Acadia abounds in complex infrastructure, much of which is listed in the National Register of Historic Places, including 33 miles of scenic motor roads, 45 miles of carriage roads, 17 stone bridges, three lighthouses, two historic gate houses—and even the 158 miles of hiking trails, designated in 2022.

“We don’t manage just for visitors. We manage for resources, both cultural and natural,” said Kelly. So, trails are temporarily closed for peregrine nesting.

Certain islands are entirely closed to the public to protect birds. Seal Cove Road was renovated with an open-bottom culvert, so the beavers could continue to do their damming and the road wouldn’t wash out. “The beavers are extremely happy over there,”
Johnston added.

To ensure visitor safety and access, park maintenance crews conduct an annual condition assessment. For example, every year they hike every trail in the park, inspecting stone stairs, stone walls, iron rungs, and ladders.

Iron rungs lead the way up the Beehive Trail in Acadia National Park/(Photo by Ashley L. Conti/Friends of Acadia)

Recently, workers had to build a new radio tower on Cadillac Mountain: ice kept damaging the existing one, but it was too dangerous to climb to repair. Storms have also devastated roads.

Gusts damaged a pier on Isle au Haut, which Johnston’s team reconstructed.

But sometimes the maintenance is as simple—and important—as securing a handrail. “I think the beauty of the work we do is that it’s accomplished in such a way that you don’t know we were there,” says Johnston.

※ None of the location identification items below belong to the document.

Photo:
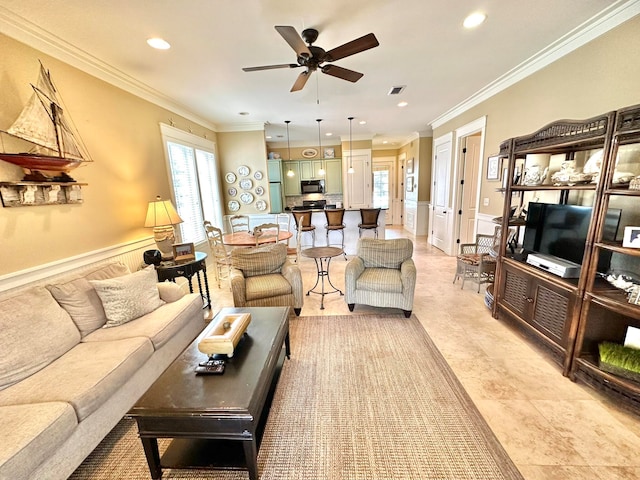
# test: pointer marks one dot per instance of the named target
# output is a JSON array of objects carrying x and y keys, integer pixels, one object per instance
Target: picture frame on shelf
[
  {"x": 409, "y": 184},
  {"x": 631, "y": 237},
  {"x": 493, "y": 168},
  {"x": 184, "y": 252}
]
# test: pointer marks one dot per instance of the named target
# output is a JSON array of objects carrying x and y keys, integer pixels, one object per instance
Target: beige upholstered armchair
[
  {"x": 382, "y": 274},
  {"x": 263, "y": 277}
]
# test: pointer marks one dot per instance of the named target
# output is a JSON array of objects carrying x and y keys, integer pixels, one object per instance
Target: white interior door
[
  {"x": 441, "y": 233},
  {"x": 384, "y": 186},
  {"x": 469, "y": 201}
]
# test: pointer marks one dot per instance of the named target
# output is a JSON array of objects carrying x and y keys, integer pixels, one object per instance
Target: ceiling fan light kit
[{"x": 313, "y": 58}]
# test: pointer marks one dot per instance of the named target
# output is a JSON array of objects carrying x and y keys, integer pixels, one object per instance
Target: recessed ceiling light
[
  {"x": 474, "y": 20},
  {"x": 158, "y": 44}
]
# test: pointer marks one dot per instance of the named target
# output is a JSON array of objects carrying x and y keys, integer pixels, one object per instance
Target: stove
[{"x": 311, "y": 205}]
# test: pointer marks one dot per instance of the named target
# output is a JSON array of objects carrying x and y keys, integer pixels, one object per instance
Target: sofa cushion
[
  {"x": 86, "y": 376},
  {"x": 35, "y": 331},
  {"x": 380, "y": 280},
  {"x": 159, "y": 326},
  {"x": 384, "y": 253},
  {"x": 128, "y": 297},
  {"x": 31, "y": 433},
  {"x": 259, "y": 260},
  {"x": 263, "y": 286},
  {"x": 78, "y": 297}
]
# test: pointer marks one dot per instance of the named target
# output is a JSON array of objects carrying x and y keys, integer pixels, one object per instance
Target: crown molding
[
  {"x": 599, "y": 24},
  {"x": 32, "y": 35}
]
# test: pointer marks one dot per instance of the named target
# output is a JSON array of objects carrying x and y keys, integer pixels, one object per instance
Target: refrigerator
[{"x": 275, "y": 197}]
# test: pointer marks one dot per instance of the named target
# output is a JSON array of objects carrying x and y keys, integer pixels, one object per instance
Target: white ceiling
[{"x": 422, "y": 45}]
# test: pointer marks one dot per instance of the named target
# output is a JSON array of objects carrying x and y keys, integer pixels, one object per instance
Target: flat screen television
[{"x": 561, "y": 230}]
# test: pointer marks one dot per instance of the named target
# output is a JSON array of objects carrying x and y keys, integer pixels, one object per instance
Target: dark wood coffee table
[{"x": 216, "y": 421}]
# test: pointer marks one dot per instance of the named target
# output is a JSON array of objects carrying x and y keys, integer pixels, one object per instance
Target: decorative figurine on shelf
[{"x": 535, "y": 175}]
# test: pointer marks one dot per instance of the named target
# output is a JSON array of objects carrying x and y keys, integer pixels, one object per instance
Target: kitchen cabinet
[
  {"x": 274, "y": 170},
  {"x": 291, "y": 183},
  {"x": 311, "y": 169},
  {"x": 333, "y": 176}
]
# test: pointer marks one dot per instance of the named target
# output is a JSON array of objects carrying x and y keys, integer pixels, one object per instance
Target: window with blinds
[{"x": 194, "y": 178}]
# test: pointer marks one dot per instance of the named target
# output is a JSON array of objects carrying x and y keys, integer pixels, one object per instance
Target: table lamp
[{"x": 162, "y": 216}]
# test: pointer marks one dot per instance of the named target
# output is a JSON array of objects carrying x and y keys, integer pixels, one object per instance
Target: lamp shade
[{"x": 160, "y": 213}]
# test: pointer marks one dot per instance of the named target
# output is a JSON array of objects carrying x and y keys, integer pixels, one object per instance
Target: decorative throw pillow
[
  {"x": 78, "y": 297},
  {"x": 128, "y": 297}
]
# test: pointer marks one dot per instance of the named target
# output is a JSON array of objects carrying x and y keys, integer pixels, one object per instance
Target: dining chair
[
  {"x": 221, "y": 256},
  {"x": 335, "y": 217},
  {"x": 369, "y": 220},
  {"x": 284, "y": 222},
  {"x": 302, "y": 220},
  {"x": 293, "y": 253},
  {"x": 239, "y": 223},
  {"x": 266, "y": 233}
]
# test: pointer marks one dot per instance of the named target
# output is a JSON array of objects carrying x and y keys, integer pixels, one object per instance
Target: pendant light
[
  {"x": 290, "y": 172},
  {"x": 351, "y": 170},
  {"x": 321, "y": 171}
]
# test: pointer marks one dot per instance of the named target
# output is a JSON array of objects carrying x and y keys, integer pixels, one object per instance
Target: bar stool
[
  {"x": 335, "y": 224},
  {"x": 369, "y": 220},
  {"x": 302, "y": 219}
]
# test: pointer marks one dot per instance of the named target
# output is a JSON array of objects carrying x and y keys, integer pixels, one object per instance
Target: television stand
[{"x": 555, "y": 265}]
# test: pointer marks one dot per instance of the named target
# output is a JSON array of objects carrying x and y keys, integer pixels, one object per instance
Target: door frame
[{"x": 477, "y": 126}]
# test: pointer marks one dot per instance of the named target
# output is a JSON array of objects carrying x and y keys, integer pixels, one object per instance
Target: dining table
[{"x": 246, "y": 239}]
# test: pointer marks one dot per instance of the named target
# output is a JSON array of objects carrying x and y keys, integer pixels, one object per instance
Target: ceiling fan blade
[
  {"x": 343, "y": 73},
  {"x": 301, "y": 81},
  {"x": 350, "y": 48},
  {"x": 271, "y": 67},
  {"x": 294, "y": 39}
]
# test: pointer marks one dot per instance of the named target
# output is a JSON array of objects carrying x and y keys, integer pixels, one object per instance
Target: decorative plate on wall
[
  {"x": 246, "y": 198},
  {"x": 246, "y": 184},
  {"x": 309, "y": 152}
]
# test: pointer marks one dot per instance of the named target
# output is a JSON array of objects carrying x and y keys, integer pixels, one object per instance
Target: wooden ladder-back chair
[
  {"x": 303, "y": 222},
  {"x": 221, "y": 256},
  {"x": 368, "y": 220},
  {"x": 239, "y": 223}
]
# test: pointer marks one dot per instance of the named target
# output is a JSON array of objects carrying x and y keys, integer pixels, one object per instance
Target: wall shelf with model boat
[{"x": 23, "y": 194}]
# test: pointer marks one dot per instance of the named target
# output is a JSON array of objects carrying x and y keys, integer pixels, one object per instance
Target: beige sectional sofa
[{"x": 74, "y": 362}]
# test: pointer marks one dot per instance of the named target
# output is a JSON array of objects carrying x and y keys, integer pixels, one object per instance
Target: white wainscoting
[{"x": 128, "y": 253}]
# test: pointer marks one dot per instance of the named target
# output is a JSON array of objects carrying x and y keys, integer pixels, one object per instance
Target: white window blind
[{"x": 194, "y": 178}]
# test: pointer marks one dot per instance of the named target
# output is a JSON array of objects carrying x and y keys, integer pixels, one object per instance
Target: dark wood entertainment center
[{"x": 570, "y": 317}]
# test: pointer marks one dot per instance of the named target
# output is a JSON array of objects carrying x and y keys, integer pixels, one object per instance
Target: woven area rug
[{"x": 362, "y": 397}]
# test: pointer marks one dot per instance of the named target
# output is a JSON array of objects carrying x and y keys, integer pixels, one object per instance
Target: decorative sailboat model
[{"x": 43, "y": 131}]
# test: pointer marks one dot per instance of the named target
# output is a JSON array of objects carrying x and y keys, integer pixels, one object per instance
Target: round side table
[{"x": 322, "y": 256}]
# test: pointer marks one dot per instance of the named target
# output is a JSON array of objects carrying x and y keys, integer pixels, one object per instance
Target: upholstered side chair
[
  {"x": 382, "y": 274},
  {"x": 263, "y": 277}
]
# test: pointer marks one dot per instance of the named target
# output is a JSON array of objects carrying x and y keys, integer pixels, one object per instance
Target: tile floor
[{"x": 551, "y": 427}]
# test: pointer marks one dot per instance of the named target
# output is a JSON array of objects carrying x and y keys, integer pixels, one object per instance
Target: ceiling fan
[{"x": 313, "y": 57}]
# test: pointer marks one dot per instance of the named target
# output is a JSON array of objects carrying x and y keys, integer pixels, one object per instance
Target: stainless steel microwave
[{"x": 312, "y": 186}]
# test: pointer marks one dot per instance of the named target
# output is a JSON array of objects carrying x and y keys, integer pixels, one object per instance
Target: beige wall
[
  {"x": 601, "y": 76},
  {"x": 122, "y": 134}
]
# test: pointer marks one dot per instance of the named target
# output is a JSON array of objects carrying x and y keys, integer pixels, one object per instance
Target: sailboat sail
[{"x": 42, "y": 123}]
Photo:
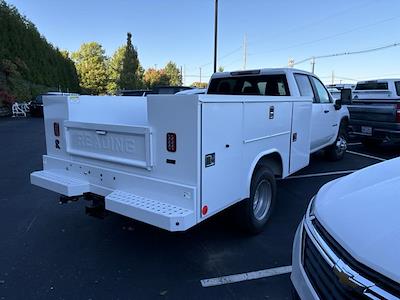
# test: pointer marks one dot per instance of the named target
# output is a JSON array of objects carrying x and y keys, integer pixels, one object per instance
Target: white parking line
[
  {"x": 245, "y": 276},
  {"x": 366, "y": 155},
  {"x": 321, "y": 174}
]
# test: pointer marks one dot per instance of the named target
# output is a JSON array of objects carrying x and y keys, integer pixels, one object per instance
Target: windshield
[{"x": 372, "y": 85}]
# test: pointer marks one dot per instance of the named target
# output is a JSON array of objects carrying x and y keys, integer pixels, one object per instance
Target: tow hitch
[{"x": 97, "y": 206}]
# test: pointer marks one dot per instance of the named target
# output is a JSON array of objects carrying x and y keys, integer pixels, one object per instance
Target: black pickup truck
[{"x": 375, "y": 111}]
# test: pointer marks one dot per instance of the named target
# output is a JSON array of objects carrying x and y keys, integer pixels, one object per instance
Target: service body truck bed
[{"x": 171, "y": 161}]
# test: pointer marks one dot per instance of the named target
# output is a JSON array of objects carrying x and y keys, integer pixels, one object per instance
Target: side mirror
[
  {"x": 346, "y": 96},
  {"x": 338, "y": 104}
]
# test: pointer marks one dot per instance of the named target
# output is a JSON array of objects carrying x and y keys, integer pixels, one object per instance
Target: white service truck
[{"x": 174, "y": 161}]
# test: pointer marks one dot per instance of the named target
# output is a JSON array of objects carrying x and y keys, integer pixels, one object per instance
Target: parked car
[
  {"x": 174, "y": 161},
  {"x": 347, "y": 246},
  {"x": 375, "y": 113}
]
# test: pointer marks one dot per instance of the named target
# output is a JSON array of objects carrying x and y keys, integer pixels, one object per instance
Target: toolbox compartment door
[
  {"x": 300, "y": 139},
  {"x": 121, "y": 144}
]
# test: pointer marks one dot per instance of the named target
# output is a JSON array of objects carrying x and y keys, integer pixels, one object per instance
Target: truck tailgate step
[
  {"x": 160, "y": 214},
  {"x": 61, "y": 184}
]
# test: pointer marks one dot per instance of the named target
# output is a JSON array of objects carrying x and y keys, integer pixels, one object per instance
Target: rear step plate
[
  {"x": 157, "y": 213},
  {"x": 59, "y": 183}
]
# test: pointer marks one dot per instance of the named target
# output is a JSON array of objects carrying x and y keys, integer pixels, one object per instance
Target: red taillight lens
[
  {"x": 171, "y": 142},
  {"x": 56, "y": 127}
]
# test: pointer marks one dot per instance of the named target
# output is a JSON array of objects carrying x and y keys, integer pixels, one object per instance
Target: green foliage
[
  {"x": 124, "y": 69},
  {"x": 90, "y": 62},
  {"x": 128, "y": 79},
  {"x": 200, "y": 85},
  {"x": 153, "y": 77},
  {"x": 27, "y": 60},
  {"x": 174, "y": 74}
]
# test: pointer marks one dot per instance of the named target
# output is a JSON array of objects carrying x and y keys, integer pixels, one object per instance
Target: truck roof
[{"x": 264, "y": 71}]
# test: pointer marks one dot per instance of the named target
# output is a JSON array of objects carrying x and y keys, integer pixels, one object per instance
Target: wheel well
[{"x": 273, "y": 161}]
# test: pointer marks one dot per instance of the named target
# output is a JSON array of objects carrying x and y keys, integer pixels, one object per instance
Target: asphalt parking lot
[{"x": 49, "y": 250}]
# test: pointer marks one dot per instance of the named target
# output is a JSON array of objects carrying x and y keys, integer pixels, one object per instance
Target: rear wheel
[
  {"x": 257, "y": 209},
  {"x": 371, "y": 142},
  {"x": 337, "y": 150}
]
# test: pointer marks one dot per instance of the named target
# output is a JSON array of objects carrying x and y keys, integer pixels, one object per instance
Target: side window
[
  {"x": 321, "y": 91},
  {"x": 304, "y": 84},
  {"x": 397, "y": 83}
]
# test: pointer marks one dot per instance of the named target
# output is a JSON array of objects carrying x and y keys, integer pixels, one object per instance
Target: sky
[{"x": 275, "y": 31}]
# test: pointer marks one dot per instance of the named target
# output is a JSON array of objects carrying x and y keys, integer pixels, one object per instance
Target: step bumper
[{"x": 59, "y": 183}]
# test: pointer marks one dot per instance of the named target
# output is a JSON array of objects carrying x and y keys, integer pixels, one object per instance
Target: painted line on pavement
[
  {"x": 366, "y": 155},
  {"x": 321, "y": 174},
  {"x": 245, "y": 276}
]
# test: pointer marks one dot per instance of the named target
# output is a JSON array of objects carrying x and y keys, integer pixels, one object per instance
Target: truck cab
[
  {"x": 375, "y": 113},
  {"x": 327, "y": 118}
]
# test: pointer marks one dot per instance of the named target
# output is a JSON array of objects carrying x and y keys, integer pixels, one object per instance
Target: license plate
[{"x": 366, "y": 130}]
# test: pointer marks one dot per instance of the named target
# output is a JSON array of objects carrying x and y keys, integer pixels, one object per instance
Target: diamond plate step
[
  {"x": 157, "y": 213},
  {"x": 59, "y": 183}
]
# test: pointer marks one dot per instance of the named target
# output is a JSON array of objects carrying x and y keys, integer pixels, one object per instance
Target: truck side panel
[{"x": 222, "y": 156}]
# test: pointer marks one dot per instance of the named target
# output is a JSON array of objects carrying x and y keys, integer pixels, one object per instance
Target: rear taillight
[
  {"x": 56, "y": 127},
  {"x": 398, "y": 113},
  {"x": 171, "y": 142}
]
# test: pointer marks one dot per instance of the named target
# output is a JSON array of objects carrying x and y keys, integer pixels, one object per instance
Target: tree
[
  {"x": 28, "y": 63},
  {"x": 153, "y": 77},
  {"x": 114, "y": 70},
  {"x": 90, "y": 61},
  {"x": 174, "y": 74},
  {"x": 129, "y": 78},
  {"x": 121, "y": 69}
]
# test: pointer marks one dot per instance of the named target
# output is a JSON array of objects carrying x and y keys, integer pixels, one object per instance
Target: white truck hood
[{"x": 362, "y": 213}]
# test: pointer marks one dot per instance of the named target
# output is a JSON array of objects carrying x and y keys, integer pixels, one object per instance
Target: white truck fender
[{"x": 254, "y": 164}]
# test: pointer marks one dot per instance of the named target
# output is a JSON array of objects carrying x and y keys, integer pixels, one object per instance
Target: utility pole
[
  {"x": 313, "y": 65},
  {"x": 184, "y": 74},
  {"x": 215, "y": 35},
  {"x": 245, "y": 52}
]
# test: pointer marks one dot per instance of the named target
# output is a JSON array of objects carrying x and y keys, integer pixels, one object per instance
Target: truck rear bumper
[
  {"x": 167, "y": 205},
  {"x": 378, "y": 129}
]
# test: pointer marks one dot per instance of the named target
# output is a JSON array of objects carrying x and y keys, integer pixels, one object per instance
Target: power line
[
  {"x": 350, "y": 9},
  {"x": 224, "y": 56},
  {"x": 347, "y": 53}
]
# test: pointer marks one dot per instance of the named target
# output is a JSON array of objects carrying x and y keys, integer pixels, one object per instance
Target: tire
[
  {"x": 256, "y": 210},
  {"x": 337, "y": 150},
  {"x": 371, "y": 143}
]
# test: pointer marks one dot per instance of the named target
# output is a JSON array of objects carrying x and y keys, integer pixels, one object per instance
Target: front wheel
[
  {"x": 257, "y": 209},
  {"x": 337, "y": 150}
]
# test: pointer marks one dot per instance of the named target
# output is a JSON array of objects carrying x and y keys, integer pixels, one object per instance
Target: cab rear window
[
  {"x": 372, "y": 85},
  {"x": 260, "y": 85},
  {"x": 397, "y": 83}
]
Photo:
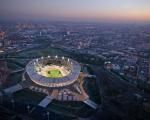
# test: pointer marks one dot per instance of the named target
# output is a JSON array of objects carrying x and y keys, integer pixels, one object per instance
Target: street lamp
[
  {"x": 28, "y": 107},
  {"x": 13, "y": 105},
  {"x": 47, "y": 115}
]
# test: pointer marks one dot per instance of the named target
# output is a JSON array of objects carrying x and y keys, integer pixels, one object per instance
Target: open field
[{"x": 54, "y": 73}]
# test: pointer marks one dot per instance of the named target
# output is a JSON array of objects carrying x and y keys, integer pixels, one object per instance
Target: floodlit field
[{"x": 54, "y": 73}]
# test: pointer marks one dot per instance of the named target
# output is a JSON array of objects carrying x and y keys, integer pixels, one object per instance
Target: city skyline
[{"x": 135, "y": 10}]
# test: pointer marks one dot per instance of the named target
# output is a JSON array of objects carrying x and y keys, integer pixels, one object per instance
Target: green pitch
[{"x": 54, "y": 73}]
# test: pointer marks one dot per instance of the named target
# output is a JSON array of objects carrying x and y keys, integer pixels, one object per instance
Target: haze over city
[
  {"x": 134, "y": 10},
  {"x": 74, "y": 59}
]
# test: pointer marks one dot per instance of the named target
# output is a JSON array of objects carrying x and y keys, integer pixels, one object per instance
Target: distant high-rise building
[{"x": 3, "y": 71}]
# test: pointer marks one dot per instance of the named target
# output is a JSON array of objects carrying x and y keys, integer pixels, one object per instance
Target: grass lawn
[
  {"x": 28, "y": 96},
  {"x": 54, "y": 73}
]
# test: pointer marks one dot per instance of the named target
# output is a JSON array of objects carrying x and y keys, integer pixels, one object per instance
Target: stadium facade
[{"x": 35, "y": 67}]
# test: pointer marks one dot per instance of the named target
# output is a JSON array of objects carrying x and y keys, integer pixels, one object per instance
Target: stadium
[{"x": 53, "y": 71}]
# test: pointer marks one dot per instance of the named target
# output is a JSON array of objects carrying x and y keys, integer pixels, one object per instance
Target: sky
[{"x": 138, "y": 10}]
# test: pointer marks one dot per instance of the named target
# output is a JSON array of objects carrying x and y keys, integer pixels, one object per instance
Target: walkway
[
  {"x": 91, "y": 103},
  {"x": 45, "y": 101},
  {"x": 13, "y": 89}
]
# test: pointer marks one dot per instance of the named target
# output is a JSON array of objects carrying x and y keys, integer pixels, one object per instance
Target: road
[{"x": 120, "y": 100}]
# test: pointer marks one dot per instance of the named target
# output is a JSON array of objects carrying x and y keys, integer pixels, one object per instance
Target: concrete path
[
  {"x": 13, "y": 89},
  {"x": 45, "y": 101},
  {"x": 91, "y": 103}
]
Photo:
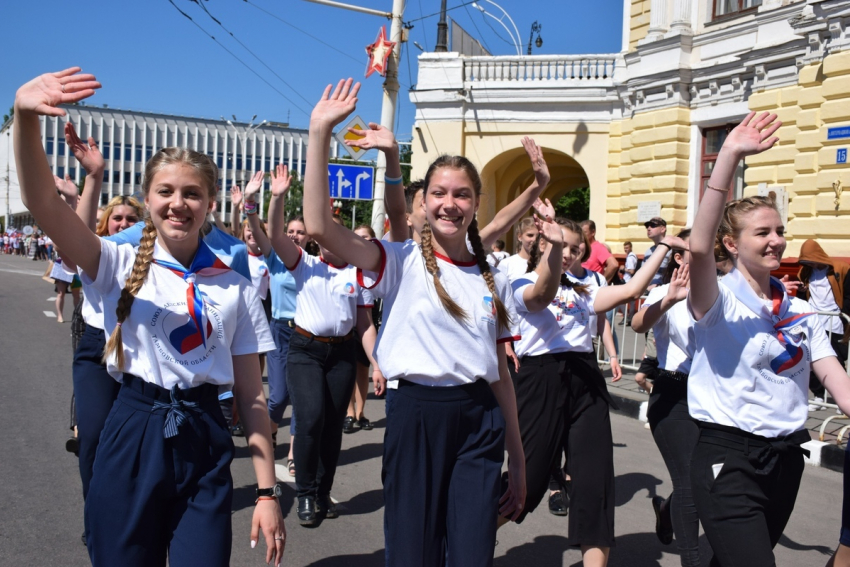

Which brings us to the subject of toilets. “Everyone needs to use a toilet when they come to a park,” said Kelly. In 2023, $7.8 million of funding provided by the Great American Outdoors Act was earmarked to rehabilitate the water and wastewater distribution systems in the Schoodic District. This project will install insulated pipes to prevent freezing during Maine’s cold winters.

And rest areas will continue to be properly stocked. As Johnston’s team once calculated, the toilet paper used by Acadia’s visitors could reach to Mars—and back.


LYNN FANTOM is a former New York advertising executive who has embraced her second career as a freelance writer in Maine.